Putting it into Perspective

Chillin' during the (two-hour) sit-down reception last weekend
If you've never met me in person before, then this blog is the main way for us to "meet," at least for now that is.  That thought actually kind of scares me a little!  I am focusing so much on one part that you may not be getting an accurate view of me.  I have been thinking about this alot and hoping that I am not coming across as being too focused on running.  Don't get me wrong, I love to run, but it's not who I am.

Thus, some things about Katie that you may or may not know:

*I run (at most) 4 days a week.  It is not a big part of my day, as it's mostly done in the wee morning hours. 

* I often feel like my training is inadequate, but I don't feel like putting in any more effort.  This leads me to "kamikaze run," a term used to describe Shalane Flanagan's once-foolish race strategy that now pretty well describes mine (see Runner's World article here).

* I raced 16 times last year, less than 1/3 of the Saturdays in the year.  I raced only 6 times in 2009.

*My main enjoyment in running comes from the fact that it is a common bond between my husband and me.  We met through running, have finished marathons side-by-side, and offer each other support and encouragement as we train.  I ache for all couples to have something like this that they can enjoy doing together.  I miss the frequent training we used to do together before having children.

*Our main focus for our marathons is childcare and available activities for the children at our destination.  The marathon is a distant dead-last in terms of what I think about as I am packing for one of our trips. 

* I have 60 posts on this blog, which I started last May.  I have 280 posts on my (private) family blog, which I started when my son was born nearly five years ago.  I spend a great deal of time uploading pictures to that blog, adding little stories from the month, etc.  I am on that blog A LOT.  It's a much better picture of who I am.

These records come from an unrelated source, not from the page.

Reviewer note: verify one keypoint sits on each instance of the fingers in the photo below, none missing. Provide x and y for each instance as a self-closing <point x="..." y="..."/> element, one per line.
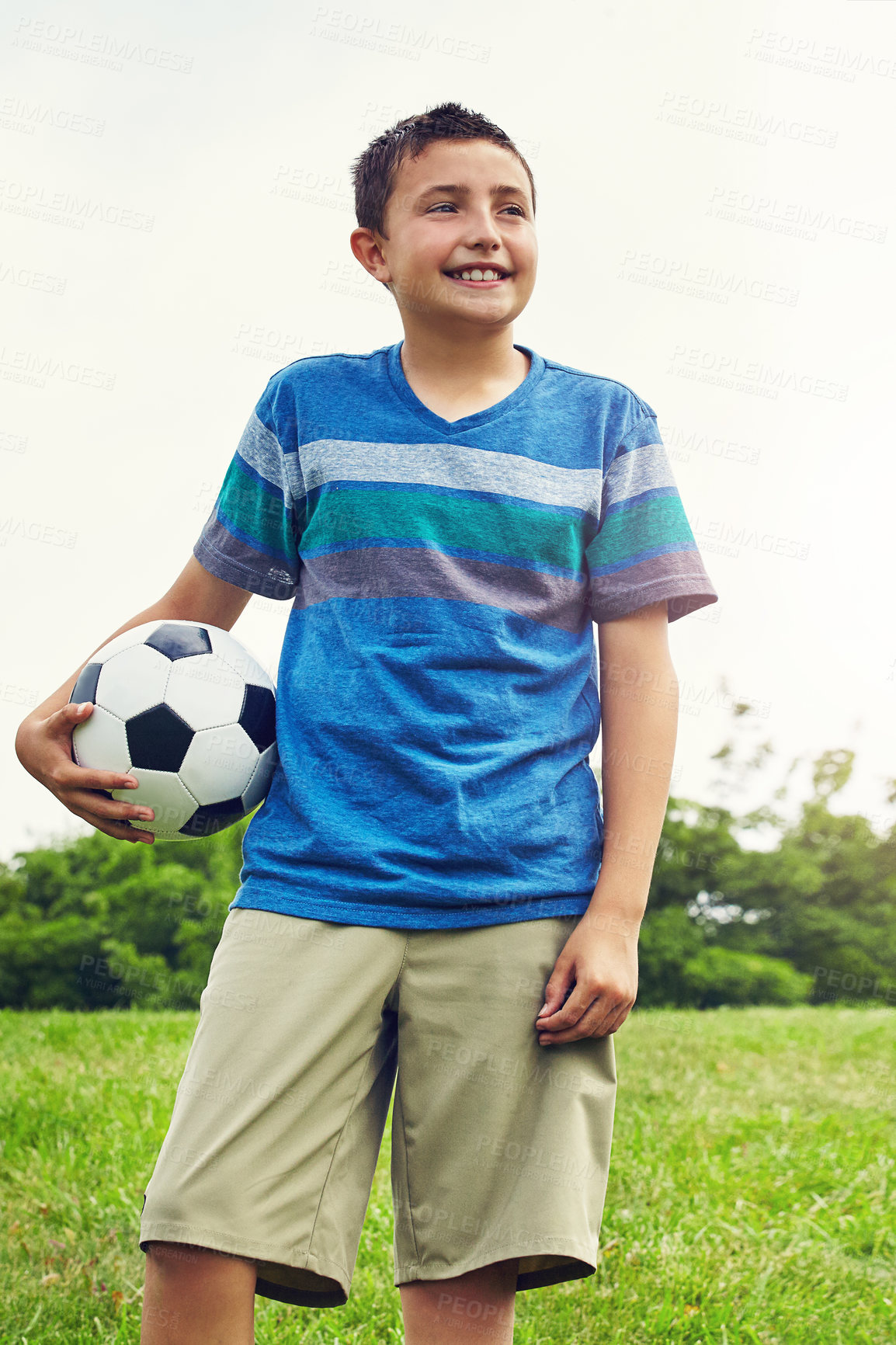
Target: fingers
<point x="604" y="1016"/>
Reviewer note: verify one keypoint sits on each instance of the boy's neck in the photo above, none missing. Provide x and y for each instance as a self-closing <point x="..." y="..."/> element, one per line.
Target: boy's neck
<point x="464" y="367"/>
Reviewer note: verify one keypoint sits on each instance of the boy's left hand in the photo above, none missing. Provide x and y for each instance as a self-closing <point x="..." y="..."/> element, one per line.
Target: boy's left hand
<point x="602" y="968"/>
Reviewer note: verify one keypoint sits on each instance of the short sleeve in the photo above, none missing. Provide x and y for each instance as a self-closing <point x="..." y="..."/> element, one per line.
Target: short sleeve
<point x="251" y="537"/>
<point x="644" y="549"/>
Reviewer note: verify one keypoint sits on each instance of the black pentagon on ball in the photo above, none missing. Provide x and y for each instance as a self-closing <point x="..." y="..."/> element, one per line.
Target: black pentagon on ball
<point x="179" y="642"/>
<point x="158" y="739"/>
<point x="259" y="714"/>
<point x="213" y="817"/>
<point x="85" y="687"/>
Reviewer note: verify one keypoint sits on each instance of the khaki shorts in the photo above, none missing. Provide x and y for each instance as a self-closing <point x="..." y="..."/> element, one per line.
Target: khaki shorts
<point x="499" y="1145"/>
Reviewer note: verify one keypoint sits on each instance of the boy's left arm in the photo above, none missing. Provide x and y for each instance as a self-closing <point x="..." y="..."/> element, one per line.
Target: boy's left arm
<point x="639" y="721"/>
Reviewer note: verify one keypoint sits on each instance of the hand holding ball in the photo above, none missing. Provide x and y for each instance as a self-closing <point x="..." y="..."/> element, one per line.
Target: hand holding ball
<point x="186" y="711"/>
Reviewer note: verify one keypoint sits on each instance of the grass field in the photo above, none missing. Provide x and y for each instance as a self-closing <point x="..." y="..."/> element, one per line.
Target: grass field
<point x="751" y="1194"/>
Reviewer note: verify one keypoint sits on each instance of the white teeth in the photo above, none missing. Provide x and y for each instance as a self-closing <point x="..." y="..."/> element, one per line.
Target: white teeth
<point x="481" y="275"/>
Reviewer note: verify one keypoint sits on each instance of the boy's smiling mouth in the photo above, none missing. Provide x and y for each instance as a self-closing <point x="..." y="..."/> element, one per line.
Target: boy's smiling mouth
<point x="478" y="277"/>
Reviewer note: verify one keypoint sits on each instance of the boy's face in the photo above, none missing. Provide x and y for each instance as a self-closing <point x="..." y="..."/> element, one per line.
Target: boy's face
<point x="444" y="215"/>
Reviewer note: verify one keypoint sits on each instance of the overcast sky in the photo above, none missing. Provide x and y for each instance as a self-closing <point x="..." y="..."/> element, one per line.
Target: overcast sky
<point x="716" y="231"/>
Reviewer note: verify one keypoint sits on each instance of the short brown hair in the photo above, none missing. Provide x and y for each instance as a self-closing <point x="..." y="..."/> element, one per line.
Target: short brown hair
<point x="376" y="170"/>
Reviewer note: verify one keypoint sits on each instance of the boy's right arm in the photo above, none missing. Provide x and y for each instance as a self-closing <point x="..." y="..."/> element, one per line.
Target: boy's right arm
<point x="43" y="742"/>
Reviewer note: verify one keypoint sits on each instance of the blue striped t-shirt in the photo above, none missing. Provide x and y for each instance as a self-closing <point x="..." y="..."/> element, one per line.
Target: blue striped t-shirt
<point x="438" y="693"/>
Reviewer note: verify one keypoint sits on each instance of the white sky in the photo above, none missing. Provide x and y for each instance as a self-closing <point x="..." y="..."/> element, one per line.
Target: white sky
<point x="692" y="145"/>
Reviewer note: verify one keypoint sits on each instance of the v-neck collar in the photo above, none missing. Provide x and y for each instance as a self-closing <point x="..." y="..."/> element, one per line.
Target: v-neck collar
<point x="411" y="400"/>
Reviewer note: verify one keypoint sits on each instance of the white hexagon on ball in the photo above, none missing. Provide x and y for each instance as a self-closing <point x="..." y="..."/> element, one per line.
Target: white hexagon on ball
<point x="205" y="692"/>
<point x="165" y="794"/>
<point x="100" y="742"/>
<point x="220" y="764"/>
<point x="134" y="681"/>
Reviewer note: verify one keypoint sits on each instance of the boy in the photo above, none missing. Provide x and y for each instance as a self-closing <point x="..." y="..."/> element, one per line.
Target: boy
<point x="448" y="514"/>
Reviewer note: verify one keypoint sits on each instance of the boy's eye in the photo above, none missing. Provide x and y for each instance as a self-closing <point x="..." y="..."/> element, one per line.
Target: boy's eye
<point x="451" y="206"/>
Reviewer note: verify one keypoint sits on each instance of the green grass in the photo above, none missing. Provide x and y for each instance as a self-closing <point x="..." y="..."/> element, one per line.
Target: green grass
<point x="749" y="1203"/>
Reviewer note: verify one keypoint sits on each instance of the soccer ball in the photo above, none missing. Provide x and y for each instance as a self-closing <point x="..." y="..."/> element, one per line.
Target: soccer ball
<point x="186" y="711"/>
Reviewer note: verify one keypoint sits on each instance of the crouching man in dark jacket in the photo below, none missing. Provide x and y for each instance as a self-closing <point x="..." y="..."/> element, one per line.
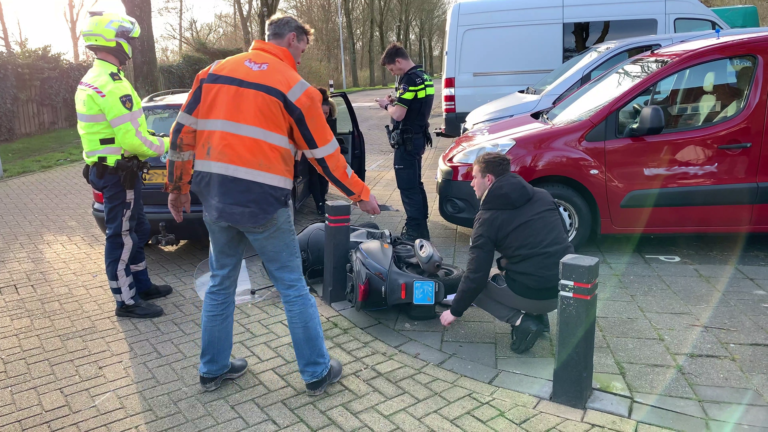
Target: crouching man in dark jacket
<point x="524" y="224"/>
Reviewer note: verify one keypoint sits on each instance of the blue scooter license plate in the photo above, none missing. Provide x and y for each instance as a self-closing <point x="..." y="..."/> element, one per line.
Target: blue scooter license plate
<point x="423" y="292"/>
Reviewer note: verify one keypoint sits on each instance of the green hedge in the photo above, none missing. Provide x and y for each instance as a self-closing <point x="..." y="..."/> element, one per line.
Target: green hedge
<point x="55" y="76"/>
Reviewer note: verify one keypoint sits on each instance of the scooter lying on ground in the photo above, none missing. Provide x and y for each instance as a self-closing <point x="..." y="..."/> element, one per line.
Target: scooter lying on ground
<point x="384" y="270"/>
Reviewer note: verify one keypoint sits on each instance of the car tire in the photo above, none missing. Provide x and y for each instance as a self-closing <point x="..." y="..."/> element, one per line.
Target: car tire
<point x="575" y="212"/>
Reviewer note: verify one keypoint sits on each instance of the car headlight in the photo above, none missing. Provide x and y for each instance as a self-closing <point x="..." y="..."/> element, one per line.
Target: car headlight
<point x="488" y="122"/>
<point x="471" y="154"/>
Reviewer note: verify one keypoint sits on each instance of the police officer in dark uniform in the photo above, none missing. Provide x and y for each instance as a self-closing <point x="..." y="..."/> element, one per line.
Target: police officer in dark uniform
<point x="410" y="135"/>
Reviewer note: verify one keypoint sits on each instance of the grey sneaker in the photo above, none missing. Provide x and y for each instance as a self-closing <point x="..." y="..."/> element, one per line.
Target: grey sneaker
<point x="316" y="388"/>
<point x="237" y="368"/>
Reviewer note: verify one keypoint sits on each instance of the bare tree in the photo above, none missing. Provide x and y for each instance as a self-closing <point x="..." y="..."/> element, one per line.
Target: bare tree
<point x="352" y="46"/>
<point x="6" y="39"/>
<point x="371" y="30"/>
<point x="268" y="9"/>
<point x="72" y="19"/>
<point x="145" y="75"/>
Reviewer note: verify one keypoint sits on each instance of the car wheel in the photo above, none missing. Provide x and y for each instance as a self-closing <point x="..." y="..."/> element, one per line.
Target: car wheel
<point x="574" y="210"/>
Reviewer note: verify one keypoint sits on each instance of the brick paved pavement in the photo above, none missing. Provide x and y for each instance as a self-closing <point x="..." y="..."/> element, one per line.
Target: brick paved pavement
<point x="66" y="363"/>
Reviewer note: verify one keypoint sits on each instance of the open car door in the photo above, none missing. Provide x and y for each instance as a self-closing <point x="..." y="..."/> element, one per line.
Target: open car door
<point x="348" y="134"/>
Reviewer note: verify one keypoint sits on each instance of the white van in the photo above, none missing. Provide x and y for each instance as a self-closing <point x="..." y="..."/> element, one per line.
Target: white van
<point x="566" y="79"/>
<point x="497" y="47"/>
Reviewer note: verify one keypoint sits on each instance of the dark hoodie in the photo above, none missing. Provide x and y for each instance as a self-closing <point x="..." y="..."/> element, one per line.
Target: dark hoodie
<point x="525" y="226"/>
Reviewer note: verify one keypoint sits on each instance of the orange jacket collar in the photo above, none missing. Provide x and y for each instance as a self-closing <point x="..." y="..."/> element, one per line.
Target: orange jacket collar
<point x="275" y="51"/>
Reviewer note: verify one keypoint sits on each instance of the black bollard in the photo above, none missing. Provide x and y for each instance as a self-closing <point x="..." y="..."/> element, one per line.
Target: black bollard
<point x="336" y="251"/>
<point x="576" y="315"/>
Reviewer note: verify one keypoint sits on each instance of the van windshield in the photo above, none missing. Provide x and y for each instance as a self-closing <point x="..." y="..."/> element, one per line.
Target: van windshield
<point x="556" y="75"/>
<point x="598" y="93"/>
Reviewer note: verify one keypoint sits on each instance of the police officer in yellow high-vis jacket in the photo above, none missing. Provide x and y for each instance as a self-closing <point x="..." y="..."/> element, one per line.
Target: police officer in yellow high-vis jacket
<point x="115" y="140"/>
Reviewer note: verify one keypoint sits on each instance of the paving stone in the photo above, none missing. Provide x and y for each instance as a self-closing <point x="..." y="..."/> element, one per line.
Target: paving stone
<point x="423" y="352"/>
<point x="429" y="338"/>
<point x="535" y="367"/>
<point x="609" y="403"/>
<point x="693" y="341"/>
<point x="563" y="411"/>
<point x="712" y="372"/>
<point x="716" y="426"/>
<point x="344" y="419"/>
<point x="609" y="421"/>
<point x="407" y="423"/>
<point x="573" y="426"/>
<point x="682" y="406"/>
<point x="657" y="380"/>
<point x="426" y="407"/>
<point x="360" y="319"/>
<point x="752" y="359"/>
<point x="541" y="423"/>
<point x="640" y="351"/>
<point x="729" y="395"/>
<point x="610" y="383"/>
<point x="524" y="384"/>
<point x="737" y="413"/>
<point x="387" y="335"/>
<point x="467" y="331"/>
<point x="627" y="328"/>
<point x="667" y="419"/>
<point x="484" y="354"/>
<point x="610" y="309"/>
<point x="470" y="369"/>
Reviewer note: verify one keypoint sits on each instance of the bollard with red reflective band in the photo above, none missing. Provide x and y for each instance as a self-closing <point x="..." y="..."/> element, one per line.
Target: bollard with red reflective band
<point x="336" y="251"/>
<point x="576" y="315"/>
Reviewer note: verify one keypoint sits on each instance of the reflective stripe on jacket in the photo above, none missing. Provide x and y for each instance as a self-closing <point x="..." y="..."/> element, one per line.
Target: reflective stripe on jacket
<point x="241" y="127"/>
<point x="110" y="120"/>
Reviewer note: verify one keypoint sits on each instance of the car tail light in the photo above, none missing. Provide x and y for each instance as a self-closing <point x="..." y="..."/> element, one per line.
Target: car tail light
<point x="362" y="291"/>
<point x="449" y="95"/>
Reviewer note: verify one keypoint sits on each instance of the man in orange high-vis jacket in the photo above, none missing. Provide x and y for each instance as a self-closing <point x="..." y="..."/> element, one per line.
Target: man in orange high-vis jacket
<point x="241" y="127"/>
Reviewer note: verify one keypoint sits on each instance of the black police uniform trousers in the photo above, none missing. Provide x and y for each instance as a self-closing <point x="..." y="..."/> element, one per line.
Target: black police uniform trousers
<point x="408" y="177"/>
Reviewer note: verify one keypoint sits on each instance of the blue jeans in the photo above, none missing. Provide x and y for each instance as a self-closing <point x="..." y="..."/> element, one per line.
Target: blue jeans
<point x="275" y="242"/>
<point x="127" y="232"/>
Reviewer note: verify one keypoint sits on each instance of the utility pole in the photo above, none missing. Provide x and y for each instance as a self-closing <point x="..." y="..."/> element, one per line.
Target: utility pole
<point x="341" y="41"/>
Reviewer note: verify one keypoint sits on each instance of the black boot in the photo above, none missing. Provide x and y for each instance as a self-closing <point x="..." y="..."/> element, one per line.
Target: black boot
<point x="139" y="309"/>
<point x="155" y="292"/>
<point x="544" y="320"/>
<point x="237" y="368"/>
<point x="316" y="388"/>
<point x="525" y="335"/>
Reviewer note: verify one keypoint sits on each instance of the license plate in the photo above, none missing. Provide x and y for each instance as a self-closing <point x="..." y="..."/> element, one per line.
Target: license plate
<point x="156" y="176"/>
<point x="424" y="292"/>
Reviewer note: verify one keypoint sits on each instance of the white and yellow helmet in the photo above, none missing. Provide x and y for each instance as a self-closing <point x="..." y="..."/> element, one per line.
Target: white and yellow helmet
<point x="111" y="32"/>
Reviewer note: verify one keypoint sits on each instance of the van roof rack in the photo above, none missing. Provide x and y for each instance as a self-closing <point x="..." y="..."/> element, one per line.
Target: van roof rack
<point x="157" y="95"/>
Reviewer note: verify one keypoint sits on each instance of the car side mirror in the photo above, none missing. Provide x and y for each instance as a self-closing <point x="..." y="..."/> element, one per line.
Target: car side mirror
<point x="650" y="122"/>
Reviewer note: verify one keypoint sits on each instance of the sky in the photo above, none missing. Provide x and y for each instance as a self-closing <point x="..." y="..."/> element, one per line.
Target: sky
<point x="42" y="21"/>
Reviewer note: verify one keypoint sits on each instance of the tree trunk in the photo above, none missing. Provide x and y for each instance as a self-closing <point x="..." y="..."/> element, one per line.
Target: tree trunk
<point x="371" y="64"/>
<point x="6" y="39"/>
<point x="181" y="26"/>
<point x="352" y="45"/>
<point x="244" y="19"/>
<point x="145" y="75"/>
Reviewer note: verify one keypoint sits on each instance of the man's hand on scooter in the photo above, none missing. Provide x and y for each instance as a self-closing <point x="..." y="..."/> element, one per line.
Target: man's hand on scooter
<point x="371" y="206"/>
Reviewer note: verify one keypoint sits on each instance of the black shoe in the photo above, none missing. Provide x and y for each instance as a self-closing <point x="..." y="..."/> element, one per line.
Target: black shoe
<point x="237" y="368"/>
<point x="139" y="309"/>
<point x="155" y="292"/>
<point x="525" y="335"/>
<point x="544" y="320"/>
<point x="316" y="388"/>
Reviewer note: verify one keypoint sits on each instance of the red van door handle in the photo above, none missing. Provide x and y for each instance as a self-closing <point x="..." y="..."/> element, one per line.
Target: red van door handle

* I gave up my teaching career to stay at home and raise our two children.  I think alot about what my daily life will be like in two years when they are off in "big school."  My proudest achievement over the last four years has nothing to do with running.  It's teaching at their preschool so that I could pay their tuition with my salary. 

*I love being their mother and work daily on being a better mom.  My nightstand always has a collection of Christian parenting books on it.  I'd much rather get better at mothering than marathoning, and I'd much rather be remembered as a good mother than as some girl who did pretty well in some races.

So, it is my hope that my readers will understand where I'm coming from when I post on this blog.  I will continue to make it very running-heavy, because that's what it's about.  I just wanted you to know that that's not what my life is about.